Прости же, мой драгоценный друг, что начинаю письмо с рассказа о ней, но ведь мы с нею — одно и говорить с тобою о ней — значит говорить и о себе, а ты во всех письмах попрекаешь, что я мало о себе рассказываю.
Как я уже написал, мне лучше, много лучше, и, слава Богу, я начинаю дышать, ибо мучение мое было непереносимо: быть веселым, смеющимся перед светом, перед всеми, с кем встречался ежедневно, тогда как в душе была смерть — ужасное положение, которого я не пожелал бы и злейшему врагу. Все же потом бываешь вознагражден — пусть даже одной той фразой, что она сказала; кажется, я написал ее тебе — ты же единственный, кто равен ей в моей душе: когда я думаю не о ней, то о тебе. Однако не ревнуй, мой драгоценный, и не злоупотреби моим доверием: ты-то останешься навсегда, что же до нее — время окажет свое действие и ее изменит, так что ничто не будет напоминать мне ту, кого я так любил. Ну, а к тебе, мой драгоценный, меня привязывает каждый новый день все сильнее, напоминая, что без тебя я был бы ничто.
В Петербурге ничего интересного: да и каких рассказов ты хотел бы, коли ты в Париже, а ты источник всех моих удовольствий и душевных волнений, и ты легко можешь найти себе развлечения — от полишинеля на бульварах до министров в Палате, от суда уголовного до суда пэров. Я в самом деле завидую твоей жизни в Париже — это время должно быть интересным, а наши газеты, как ни усердствуй, способны лишь весьма слабо воспроизвести красноречие и отвагу убийцы Луи-Филиппа [Фиески, неудачно покушавшийся на короля]…»
«Петербург, 6 марта 1836 г.
Мой дорогой друг, я все медлил с ответом, ведь мне было необходимо читать и перечитывать твое письмо.
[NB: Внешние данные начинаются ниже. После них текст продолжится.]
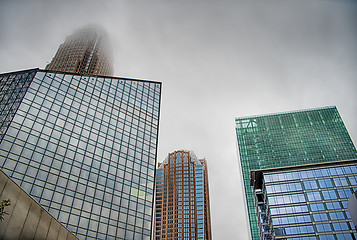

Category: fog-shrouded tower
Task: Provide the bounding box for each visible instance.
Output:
[45,25,114,76]
[155,150,212,240]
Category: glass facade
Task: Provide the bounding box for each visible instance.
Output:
[236,107,357,239]
[0,69,37,141]
[155,151,211,240]
[253,160,357,240]
[0,70,161,239]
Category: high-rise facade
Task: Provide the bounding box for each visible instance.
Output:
[0,69,161,240]
[45,25,114,76]
[155,151,211,240]
[252,159,357,240]
[236,107,357,239]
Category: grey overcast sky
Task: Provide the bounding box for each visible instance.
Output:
[0,0,357,240]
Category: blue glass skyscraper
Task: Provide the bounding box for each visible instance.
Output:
[0,69,161,239]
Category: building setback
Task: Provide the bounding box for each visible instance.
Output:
[45,25,114,76]
[236,107,357,239]
[155,151,211,240]
[251,159,357,240]
[0,69,161,240]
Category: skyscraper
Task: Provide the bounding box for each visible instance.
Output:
[0,69,161,239]
[251,159,357,240]
[236,107,357,239]
[45,25,114,76]
[155,150,211,240]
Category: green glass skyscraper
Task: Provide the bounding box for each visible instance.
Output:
[236,107,357,239]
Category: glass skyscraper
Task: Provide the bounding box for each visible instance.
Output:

Я нашел в нем все, что ты обещал: мужество для того, чтобы снести свое положение. Да, поистине, в самом человеке всегда достаточно сил, чтобы одолеть все, с чем он считает необходимым бороться, и Господь мне свидетель, что уже при получении твоего письма я принял решение пожертвовать этой женщиной ради тебя. Решение мое было великим, но и письмо твое было столь добрым, в нем было столько правды и столь нежная дружба, что я ни мгновения не колебался. С той же минуты я полностью изменил свое поведение с нею: я избегал встреч так же старательно, как прежде искал их; я говорил с нею со всем безразличием, на какое был способен, но думаю, что не выучи я твоего письма, мне недостало бы духу. На сей раз, слава Богу, я победил себя, и от безудержной страсти, что пожирала меня 6 месяцев, о которой я говорил во всех письмах к тебе, во мне осталось лишь преклонение да спокойное восхищение созданьем, заставившим мое сердце биться столь сильно.